Security Advisory ZPE-NG-2023-001
Advisory ID: ZPE-NG-2023-001
First Published: October 27, 2023
CVE ID: CVE-2023-43322
CVSSv3 Score: 8.8 (High)
Summary
Command injection [CWE-77] is possible in the following API endpoints:
- /v1/system/toolkit/files/upload
- /v1/system/toolkit/files/download
- /v1/system/toolkit/files/execute
- /v1/system/toolkit/files/remove
- /v1/system/toolkit/files/list
The implementation of these endpoints uses their arguments without neutralization to compose a command executed by a spawned shell.
This vulnerability does not allow to bypass authentication.
Affected Products
Nodegrid OS versions 5.0.0 to 5.0.17, 5.2.0 to 5.2.19, 5.4.0 to 5.4.16, 5.6.0 to 5.6.13, 5.8.0 to 5.8.10, and 5.10.0 to 5.10.3.

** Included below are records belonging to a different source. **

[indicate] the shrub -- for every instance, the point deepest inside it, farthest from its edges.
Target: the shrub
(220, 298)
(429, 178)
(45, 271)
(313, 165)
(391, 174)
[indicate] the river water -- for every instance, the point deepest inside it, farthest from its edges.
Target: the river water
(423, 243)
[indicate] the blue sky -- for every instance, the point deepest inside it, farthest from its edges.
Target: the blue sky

Nodegrid OS is used in the following products:
- Nodegrid Serial Console
- Nodegrid Serial Console Plus
- Nodegrid Net Services Router
- Nodegrid Gate SR
- Nodegrid Link SR
- Nodegrid Bold SR
- Nodegrid Hive SR
- Nodegrid Mini SR
- Nodegrid Manager
Summary
The attacker may execute a command from shell via an API endpoint that was not intended for that.
The command is executed as the authenticated user.
Solutions
Upgrade to Nodegrid OS version 5.10.4 or above.
Upgrade to Nodegrid OS version 5.8.11 or above.
Upgrade to Nodegrid OS version 5.6.14 or above.
Upgrade to Nodegrid OS version 5.4.17 or above.
Upgrade to Nodegrid OS version 5.2.20 or above.
Upgrade to Nodegrid OS version 5.0.18 or above.
Timeline
- 2023-08-03: Initial report
- 2023-08-11: Released 5.8.11 with a fix.
- 2023-08-25: Released 5.10.4 with a fix.
- 2023-09-29: Released 5.6.14 with a fix.
- 2023-10-20: Released 5.4.17, 5.2.20, and 5.0.18 with a fix.
- 2023-10-27: Initial public disclosure.
- 2023-11-03: Updated CVSS score.
Credit
This vulnerability was discovered and reported by Kevin Humphreys, Backbone Engineering, Meta.